Takie słowa wypowiada poseł - kobieta?! „Mam nadzieję, że żonom obu panów jest ciepło i już wiedzą, jak mają sobie podkręcić ogrzewanie w domu” - drwiła Joanna Kluzik-Rostkowska, wypowiadając to pod adresem Barbary Kamińskiej i Romy Wąsik.
Red. Adrian Borecki (dziennikarz, który przez prawie 6 lat pracował w TVP, odpowiadając przede wszystkim za program informacyjny „Wiadomości”, a po przejęciu anteny przez uzurpatorów Sienkiewicza - reporter TV Republika) zapytał w Sejmie Joannę Kluzik-Rostkowską o to, czy będzie mieć wyrzuty sumienia, patrząc w oczy żonom Mariusza Kamińskiego i Macieja Wąsika, przypomnijmy - bezprawnie zatrzymanych posłów, więźniów politycznych.
A dlaczego ja mam mieć wyrzuty sumienia?

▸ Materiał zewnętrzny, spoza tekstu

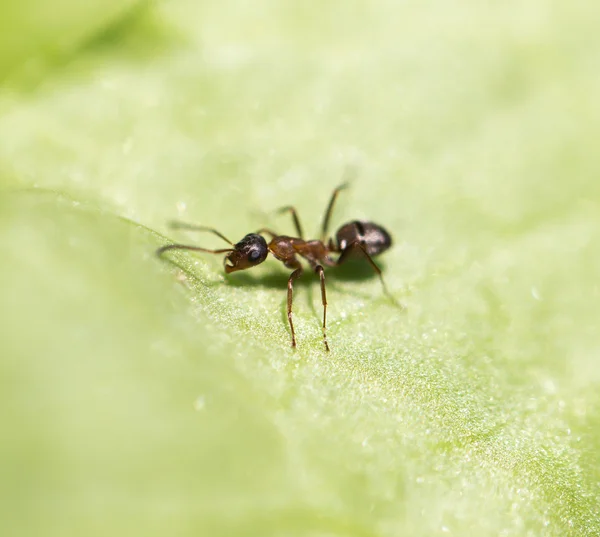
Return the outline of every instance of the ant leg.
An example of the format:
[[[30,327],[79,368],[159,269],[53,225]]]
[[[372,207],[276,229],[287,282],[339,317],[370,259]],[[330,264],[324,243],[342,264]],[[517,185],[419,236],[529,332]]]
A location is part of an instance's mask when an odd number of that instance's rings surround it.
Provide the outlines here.
[[[321,226],[321,241],[324,242],[327,236],[327,230],[329,229],[329,220],[331,218],[331,212],[333,211],[333,205],[335,204],[335,200],[340,193],[340,191],[348,188],[348,183],[342,183],[338,186],[331,194],[331,199],[329,200],[329,205],[327,205],[327,210],[325,211],[325,217],[323,218],[323,225]]]
[[[296,212],[296,209],[291,205],[287,205],[285,207],[282,207],[281,209],[278,209],[277,212],[279,214],[287,212],[292,213],[292,218],[294,219],[294,226],[296,226],[296,233],[298,233],[298,238],[302,239],[304,237],[304,234],[302,233],[302,226],[300,225],[300,219],[298,218],[298,213]]]
[[[336,264],[341,265],[344,261],[346,261],[350,257],[350,254],[354,250],[359,250],[360,252],[362,252],[362,254],[365,256],[367,261],[370,263],[371,267],[373,267],[373,270],[377,273],[377,276],[379,276],[379,281],[381,282],[381,286],[383,287],[383,292],[388,296],[388,298],[392,301],[392,303],[395,306],[398,306],[399,308],[401,308],[402,306],[396,301],[396,299],[394,298],[392,293],[390,293],[388,291],[388,288],[385,285],[385,281],[383,279],[383,273],[381,272],[381,269],[375,264],[375,261],[373,261],[373,258],[367,253],[364,246],[360,242],[356,241],[356,242],[349,244],[342,252],[342,255],[340,255],[340,257],[338,257]]]
[[[279,233],[275,233],[274,231],[272,231],[272,230],[270,230],[270,229],[267,229],[266,227],[261,227],[261,228],[260,228],[260,229],[259,229],[259,230],[256,232],[256,234],[257,234],[257,235],[263,235],[263,234],[265,234],[265,233],[266,233],[267,235],[271,235],[271,238],[274,238],[274,237],[278,237],[278,236],[279,236]]]
[[[329,352],[329,345],[327,344],[327,295],[325,294],[325,270],[321,265],[315,267],[315,272],[321,278],[321,301],[323,302],[323,343],[325,343],[325,350]]]
[[[187,224],[186,222],[180,222],[179,220],[172,220],[171,222],[169,222],[169,227],[172,227],[173,229],[189,229],[190,231],[208,231],[209,233],[214,233],[217,237],[220,237],[225,242],[228,242],[233,246],[233,243],[227,237],[225,237],[225,235],[219,233],[216,229],[213,229],[212,227]]]
[[[160,257],[167,250],[192,250],[194,252],[206,252],[209,254],[224,254],[226,252],[234,251],[231,248],[221,248],[220,250],[208,250],[207,248],[201,248],[200,246],[190,246],[187,244],[167,244],[166,246],[161,246],[158,250],[156,250],[156,255]]]
[[[290,274],[288,279],[288,292],[287,292],[287,316],[290,323],[290,330],[292,331],[292,347],[296,346],[296,334],[294,332],[294,323],[292,322],[292,294],[293,294],[293,282],[295,279],[302,275],[302,266],[298,264],[298,268]]]

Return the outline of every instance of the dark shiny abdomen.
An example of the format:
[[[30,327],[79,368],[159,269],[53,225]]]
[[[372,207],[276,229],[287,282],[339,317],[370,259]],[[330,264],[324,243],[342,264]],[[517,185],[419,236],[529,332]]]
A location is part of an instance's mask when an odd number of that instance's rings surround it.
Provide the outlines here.
[[[353,242],[360,242],[369,255],[385,252],[392,245],[392,237],[381,226],[373,222],[354,220],[344,224],[335,234],[340,251]]]

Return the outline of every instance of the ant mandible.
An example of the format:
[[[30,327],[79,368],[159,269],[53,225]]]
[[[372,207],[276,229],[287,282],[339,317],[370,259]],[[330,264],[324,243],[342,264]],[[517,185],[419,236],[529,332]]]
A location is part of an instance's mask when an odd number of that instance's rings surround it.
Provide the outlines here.
[[[329,351],[327,343],[327,296],[325,293],[325,271],[323,265],[328,267],[336,267],[347,261],[349,258],[362,255],[375,273],[379,276],[383,291],[390,297],[394,304],[397,304],[393,296],[388,291],[381,269],[375,264],[372,257],[381,254],[392,245],[390,234],[380,225],[373,222],[365,222],[353,220],[344,224],[337,230],[335,240],[331,237],[326,241],[327,230],[329,228],[329,220],[335,200],[340,193],[348,187],[347,183],[338,186],[331,195],[329,205],[325,211],[325,217],[321,225],[321,238],[318,240],[305,240],[303,238],[302,226],[298,219],[298,213],[292,206],[286,206],[279,209],[278,212],[289,212],[294,220],[297,237],[288,237],[287,235],[279,235],[267,228],[262,228],[256,233],[249,233],[237,244],[233,244],[228,238],[219,233],[216,229],[185,224],[182,222],[173,222],[173,227],[190,229],[194,231],[208,231],[214,233],[225,242],[231,245],[231,248],[221,248],[218,250],[209,250],[200,246],[190,246],[187,244],[168,244],[159,248],[156,253],[162,255],[167,250],[192,250],[196,252],[207,252],[210,254],[226,254],[223,260],[225,272],[230,274],[238,270],[245,270],[256,265],[260,265],[266,258],[269,252],[273,254],[275,259],[281,261],[287,268],[292,269],[288,279],[287,292],[287,317],[290,323],[292,333],[292,347],[296,346],[296,334],[294,332],[294,323],[292,322],[292,296],[293,283],[298,279],[304,269],[300,264],[297,256],[304,258],[311,269],[314,270],[321,279],[321,300],[323,302],[323,343],[325,349]],[[267,241],[262,235],[269,235],[271,241]],[[337,259],[333,259],[331,254],[340,254]]]

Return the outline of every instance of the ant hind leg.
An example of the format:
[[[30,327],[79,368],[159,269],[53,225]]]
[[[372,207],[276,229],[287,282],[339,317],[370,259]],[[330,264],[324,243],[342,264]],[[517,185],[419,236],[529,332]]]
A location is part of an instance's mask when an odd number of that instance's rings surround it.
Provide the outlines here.
[[[327,294],[325,293],[325,270],[321,265],[315,267],[315,272],[321,278],[321,301],[323,302],[323,343],[325,350],[329,352],[329,344],[327,343]]]
[[[383,273],[381,272],[381,269],[377,266],[375,261],[373,261],[373,258],[367,253],[364,246],[360,242],[356,241],[356,242],[353,242],[352,244],[349,244],[347,246],[347,248],[345,248],[344,251],[342,252],[342,255],[340,255],[340,257],[338,257],[336,265],[341,265],[342,263],[344,263],[346,260],[348,260],[350,258],[351,253],[356,250],[360,251],[363,254],[363,256],[369,262],[369,264],[371,265],[371,267],[373,268],[373,270],[375,271],[377,276],[379,276],[379,281],[381,282],[381,287],[383,288],[384,294],[387,295],[387,297],[392,301],[394,306],[402,308],[402,305],[394,298],[392,293],[390,293],[390,291],[388,290],[387,285],[385,284],[385,280],[383,279]]]
[[[325,241],[327,236],[327,231],[329,229],[329,220],[331,219],[331,213],[333,212],[333,206],[335,205],[335,200],[338,197],[338,194],[348,188],[348,183],[342,183],[339,185],[331,194],[331,199],[329,200],[329,204],[327,205],[327,209],[325,210],[325,216],[323,217],[323,224],[321,225],[321,241]]]
[[[287,292],[287,317],[290,323],[290,330],[292,332],[292,347],[296,347],[296,334],[294,332],[294,323],[292,321],[292,300],[294,294],[294,280],[298,279],[302,275],[302,266],[298,263],[298,268],[290,274],[288,278],[288,292]]]

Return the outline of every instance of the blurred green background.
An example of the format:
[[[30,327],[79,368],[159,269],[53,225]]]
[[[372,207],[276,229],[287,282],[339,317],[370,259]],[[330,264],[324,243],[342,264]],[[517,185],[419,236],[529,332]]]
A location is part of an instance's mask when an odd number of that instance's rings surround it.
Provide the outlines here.
[[[600,7],[0,7],[0,533],[600,534]],[[294,204],[394,237],[225,278]]]

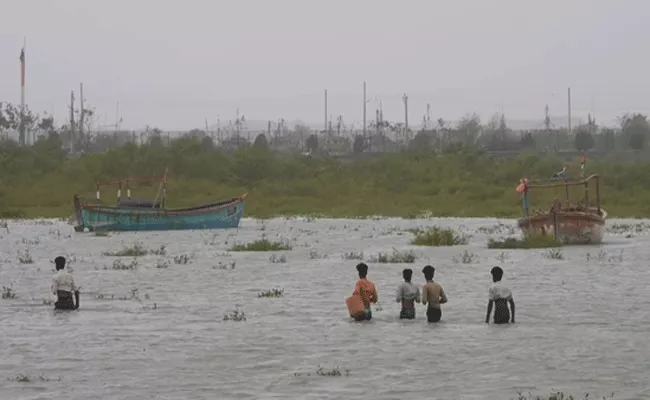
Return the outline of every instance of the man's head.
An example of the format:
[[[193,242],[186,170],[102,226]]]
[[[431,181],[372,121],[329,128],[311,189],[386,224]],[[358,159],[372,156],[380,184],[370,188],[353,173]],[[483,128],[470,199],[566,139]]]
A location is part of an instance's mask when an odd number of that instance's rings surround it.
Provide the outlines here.
[[[56,270],[60,271],[65,268],[65,257],[58,256],[54,259],[54,265],[56,265]]]
[[[365,278],[368,275],[368,266],[365,263],[357,264],[357,271],[359,272],[359,278]]]
[[[490,270],[490,273],[492,274],[492,280],[494,282],[499,282],[501,278],[503,278],[503,270],[501,267],[494,267]]]
[[[422,273],[424,274],[424,279],[427,281],[432,281],[433,280],[433,274],[436,272],[436,269],[433,268],[430,265],[427,265],[426,267],[422,268]]]
[[[413,276],[413,270],[410,268],[404,269],[402,271],[402,277],[404,278],[404,282],[411,282],[411,277]]]

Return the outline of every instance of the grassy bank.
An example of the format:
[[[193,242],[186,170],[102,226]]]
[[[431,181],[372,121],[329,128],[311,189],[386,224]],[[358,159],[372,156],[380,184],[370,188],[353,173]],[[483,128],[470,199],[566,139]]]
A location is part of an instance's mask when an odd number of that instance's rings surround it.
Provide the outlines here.
[[[169,167],[168,205],[180,207],[249,194],[245,215],[319,214],[331,217],[384,215],[517,217],[515,187],[521,177],[538,179],[562,168],[564,160],[522,155],[493,160],[476,152],[438,156],[400,153],[356,163],[332,159],[281,158],[260,148],[224,154],[200,141],[169,147],[126,145],[104,154],[66,159],[46,141],[29,149],[0,143],[0,218],[68,217],[72,195],[93,198],[96,181],[124,176],[161,176]],[[589,162],[603,176],[602,206],[616,217],[650,215],[650,164]],[[578,173],[578,160],[568,166]],[[133,188],[153,198],[157,184]],[[124,190],[123,190],[124,193]],[[114,187],[102,198],[113,202]],[[547,209],[564,189],[531,192],[531,208]],[[572,189],[572,197],[581,196]],[[593,193],[591,194],[593,199]]]

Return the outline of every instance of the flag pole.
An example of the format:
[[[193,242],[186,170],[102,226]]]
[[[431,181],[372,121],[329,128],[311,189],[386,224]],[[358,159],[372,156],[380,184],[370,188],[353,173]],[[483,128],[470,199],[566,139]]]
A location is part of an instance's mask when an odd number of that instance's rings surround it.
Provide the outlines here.
[[[26,145],[25,137],[25,48],[27,38],[23,38],[23,48],[20,51],[20,144]]]

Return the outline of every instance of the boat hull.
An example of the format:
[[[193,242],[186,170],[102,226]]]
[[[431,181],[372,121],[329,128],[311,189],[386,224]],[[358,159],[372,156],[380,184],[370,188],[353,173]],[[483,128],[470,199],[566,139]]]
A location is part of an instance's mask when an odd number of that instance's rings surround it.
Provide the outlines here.
[[[239,227],[246,195],[218,203],[181,208],[112,207],[83,204],[75,196],[77,226],[84,231],[167,231]]]
[[[595,211],[595,210],[594,210]],[[599,244],[605,236],[607,212],[567,211],[555,214],[557,221],[557,238],[564,244]],[[519,228],[524,235],[553,235],[554,218],[551,213],[544,213],[520,218]]]

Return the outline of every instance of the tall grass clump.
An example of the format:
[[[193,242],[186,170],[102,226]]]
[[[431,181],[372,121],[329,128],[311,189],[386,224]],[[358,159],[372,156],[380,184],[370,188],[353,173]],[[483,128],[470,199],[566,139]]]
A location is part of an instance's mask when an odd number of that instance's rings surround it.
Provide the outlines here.
[[[249,243],[238,243],[230,248],[230,251],[281,251],[291,250],[287,242],[274,242],[266,238]]]
[[[416,246],[458,246],[469,243],[470,238],[464,233],[439,226],[411,229],[410,232],[415,235],[411,244]]]
[[[415,254],[412,251],[393,249],[392,253],[379,253],[377,256],[370,257],[368,261],[380,264],[412,264],[415,262],[415,259]]]
[[[108,257],[141,257],[146,256],[147,254],[149,254],[149,250],[147,250],[141,243],[124,246],[122,250],[105,251],[102,253],[102,255]]]
[[[562,247],[563,244],[552,235],[525,235],[522,239],[489,239],[487,246],[488,249],[548,249]]]

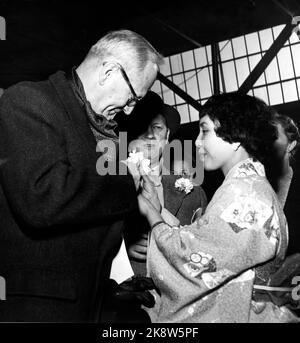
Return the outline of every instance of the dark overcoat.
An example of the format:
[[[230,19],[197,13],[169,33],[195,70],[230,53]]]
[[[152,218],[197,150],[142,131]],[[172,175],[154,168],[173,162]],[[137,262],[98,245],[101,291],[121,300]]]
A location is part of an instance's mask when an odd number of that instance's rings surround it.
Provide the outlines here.
[[[0,321],[93,322],[131,176],[100,176],[84,108],[65,73],[22,82],[0,99]]]

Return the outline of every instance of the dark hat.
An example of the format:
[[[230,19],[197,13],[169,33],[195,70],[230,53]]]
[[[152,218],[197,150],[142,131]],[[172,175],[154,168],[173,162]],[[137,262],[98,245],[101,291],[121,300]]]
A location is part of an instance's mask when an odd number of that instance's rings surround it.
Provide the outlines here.
[[[162,98],[153,91],[148,91],[143,100],[134,109],[134,115],[138,116],[139,121],[143,121],[143,126],[148,126],[150,122],[159,114],[165,120],[170,136],[173,136],[180,127],[180,114],[172,106],[164,104]]]
[[[136,139],[143,134],[151,121],[161,114],[165,120],[170,137],[172,137],[180,127],[180,114],[172,106],[164,104],[162,98],[153,91],[148,91],[144,98],[139,101],[130,116],[117,116],[119,131],[128,133],[128,140]]]
[[[172,137],[179,130],[180,127],[181,118],[179,112],[174,107],[163,104],[161,113],[159,114],[164,116],[167,127],[170,130],[170,136]]]

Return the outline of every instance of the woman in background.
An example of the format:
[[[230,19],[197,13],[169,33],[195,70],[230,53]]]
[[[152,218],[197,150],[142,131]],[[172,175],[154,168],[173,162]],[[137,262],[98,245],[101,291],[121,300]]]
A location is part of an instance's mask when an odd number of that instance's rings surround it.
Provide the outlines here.
[[[299,148],[300,133],[296,123],[287,115],[275,113],[274,124],[277,128],[277,139],[274,143],[272,164],[267,168],[267,176],[284,207],[293,179],[292,165]]]

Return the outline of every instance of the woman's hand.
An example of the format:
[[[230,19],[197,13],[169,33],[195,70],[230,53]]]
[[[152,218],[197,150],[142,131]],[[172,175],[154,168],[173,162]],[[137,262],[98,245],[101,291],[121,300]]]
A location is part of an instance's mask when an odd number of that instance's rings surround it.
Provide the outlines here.
[[[149,200],[147,200],[142,194],[139,194],[137,198],[138,198],[138,205],[139,205],[140,213],[146,218],[148,218],[148,213],[151,207],[153,206],[151,205]]]
[[[150,177],[146,174],[142,174],[142,192],[141,194],[149,200],[149,202],[154,206],[154,208],[161,212],[161,203],[158,198],[157,190],[154,183],[151,181]]]
[[[158,221],[163,221],[160,212],[142,194],[138,195],[138,204],[140,213],[148,219],[150,226]]]

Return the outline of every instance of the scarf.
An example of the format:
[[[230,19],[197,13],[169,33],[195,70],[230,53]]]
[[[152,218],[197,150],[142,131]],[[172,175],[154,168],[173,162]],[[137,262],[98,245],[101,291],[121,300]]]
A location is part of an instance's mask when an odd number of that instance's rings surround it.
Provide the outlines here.
[[[92,109],[90,102],[86,98],[83,84],[76,73],[75,68],[76,67],[73,67],[71,69],[70,73],[67,75],[67,79],[70,82],[77,99],[85,109],[89,126],[93,132],[96,142],[104,139],[111,139],[115,143],[118,143],[119,137],[114,131],[118,125],[117,122],[114,120],[108,120],[102,114],[98,114]]]

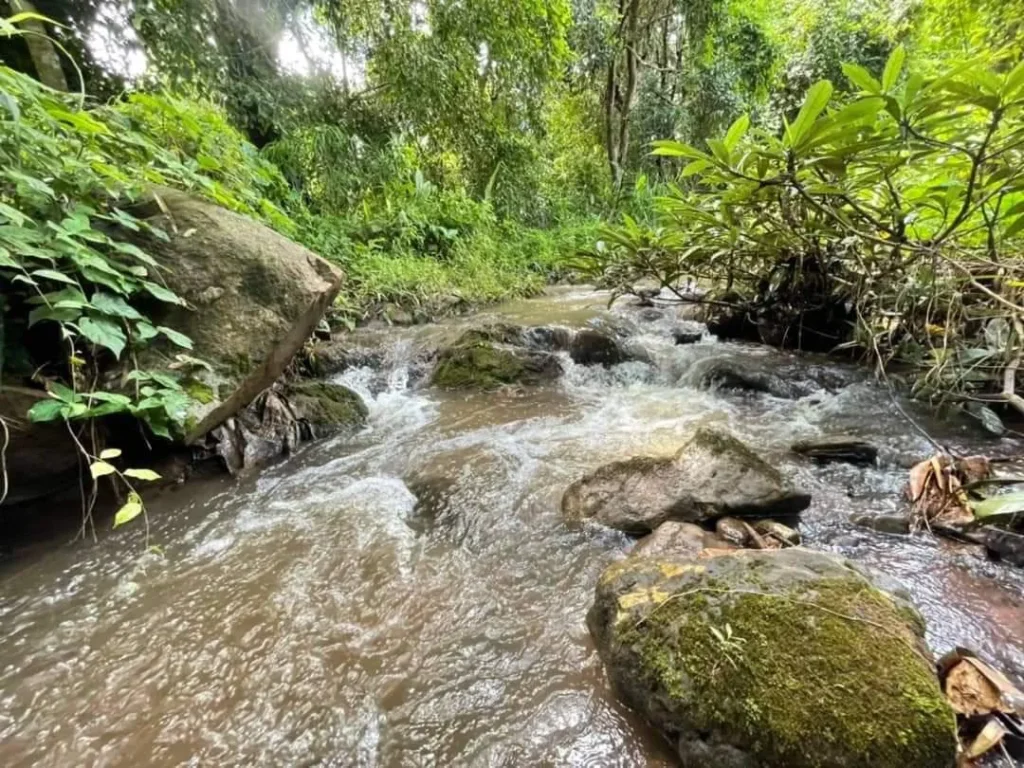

Mam nadzieję, że żonom obu panów jest ciepło i już wiedzą, jak mają sobie podkręcić ogrzewanie w domu, żeby było ciepło
— drwiła posłanka KO, nawiązując do wypowiedzi Romy Wąsik, które padły wkrótce po uwięzieniu jej męża.
Na uwagę ze strony dziennikarza, Kluzik-Rostkowska dodała:
Panie redaktorze, w więzieniach siedzi jakieś 68 tys. mężów różnych żon i jest pytanie, czy pan żałuje wszystkich żon wszystkich mężów.
Tak „wrażliwość” rozumie posłanka KO? Wstyd!